Using a method name that already exists confuses folks that don't understand OOP. It also makes stuff hard to Google.
Let's not focus on the negative. org.apache.spark.functions.transform
now exists and is an absolute joy to work with. This is a great addition to the API.
aggregate
Suppose you have a DataFrame with an array of numbers:
+------------+
| numbers|
+------------+
|[1, 2, 3, 4]|
| [5, 6, 7]|
| null|
+------------+
You can calculate the sum of the numbers in the array with the aggregate
function.
val df = spark.createDF(
List(
(Array(1, 2, 3, 4)),
(Array(5, 6, 7)),
(null),
), List(
("numbers", ArrayType(IntegerType, true), true)
)
)
val resDF = df.withColumn(
"numbers_sum",
aggregate(
col("numbers"),
lit(0),
(col1: Column, col2: Column) => col1 + col2
)
)
Let's check out the result:
resDF.show()
+------------+-----------+
| numbers|numbers_sum|
+------------+-----------+
|[1, 2, 3, 4]| 10|
| [5, 6, 7]| 18|
| null| null|
+------------+-----------+
aggregate
isn't the best name. This concept is referred to as reduce
in Python, inject
in Ruby, and fold
in Scala. The function name aggregate
makes you think about database aggregations, not reducing an array.
The aggregate
function is amazingly awesome, despite the name. It opens the door for all types of interesting array reductions.
The aggregate
docs are hard to follow because there are so many column arguments:
Let me know if you have a good example of an aggregate
function that uses the finish
function.
zip_with
Suppose we have a DataFrame with letters1
and letters2
columns that contain arrays of letters.
+--------+--------+
|letters1|letters2|
+--------+--------+
| [a, b]| [c, d]|
| [x, y]| [p, o]|
| null| [e, r]|
+--------+--------+
Let's zip the letters1
and letters2
arrays and join them with a ***
delimiter. We want to convert [a, b]
and [c, d]
into a single array: [a***c, b***d]
.
val df = spark.createDF(
List(
(Array("a", "b"), Array("c", "d")),
(Array("x", "y"), Array("p", "o")),
(null, Array("e", "r"))
), List(
("letters1", ArrayType(StringType, true), true),
("letters2", ArrayType(StringType, true), true)
)
)
val resDF = df.withColumn(
"zipped_letters",
zip_with(
col("letters1"),
col("letters2"),
(left: Column, right: Column) => concat_ws("***", left, right)
)
)
Let's take a look at the results.
resDF.show()
+--------+--------+--------------+
|letters1|letters2|zipped_letters|
+--------+--------+--------------+
| [a, b]| [c, d]|[a***c, b***d]|
| [x, y]| [p, o]|[x***p, y***o]|
| null| [e, r]| null|
+--------+--------+--------------+
Ugly UDFs from the past
spark-daria implemented exists
as a UDF and the code is pretty gross:
def exists[T: TypeTag](f: (T => Boolean)) = udf[Boolean, Seq[T]] { (arr: Seq[T]) =>
arr.exists(f(_))
}
The spark-daria forall
UDF implementation was equally unappealing:
def forall[T: TypeTag](f: T => Boolean) = udf[Boolean, Seq[T]] { arr: Seq[T] =>
arr.forall(f(_))
}
It'll be cool to get rid of this cruft in spark-daria.
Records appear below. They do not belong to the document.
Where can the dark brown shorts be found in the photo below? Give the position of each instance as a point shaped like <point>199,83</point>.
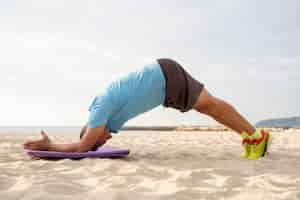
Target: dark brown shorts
<point>182,90</point>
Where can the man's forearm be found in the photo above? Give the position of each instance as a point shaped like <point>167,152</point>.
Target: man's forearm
<point>72,147</point>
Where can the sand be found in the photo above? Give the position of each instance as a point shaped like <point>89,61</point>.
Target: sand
<point>162,165</point>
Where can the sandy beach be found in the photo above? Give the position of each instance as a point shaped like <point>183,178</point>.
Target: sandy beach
<point>161,165</point>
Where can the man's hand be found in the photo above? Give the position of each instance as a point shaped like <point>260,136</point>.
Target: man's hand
<point>42,144</point>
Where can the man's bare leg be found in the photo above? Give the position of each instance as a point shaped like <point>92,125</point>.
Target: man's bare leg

The more spark-daria functions that are supported natively in Spark, the better.
Let's hope we can get the spark-daria createDF
function merged in with the Spark codebase some day…
Conclusion
Spark 3 has added some new high level array functions that'll make working with ArrayType columns a lot easier.
The transform
and aggregate
functions don't seem quite as flexible as map
and fold
in Scala, but they're a lot better than the Spark 2 alternatives.
The Spark core developers really "get it". They're doing a great job continuing to make Spark better.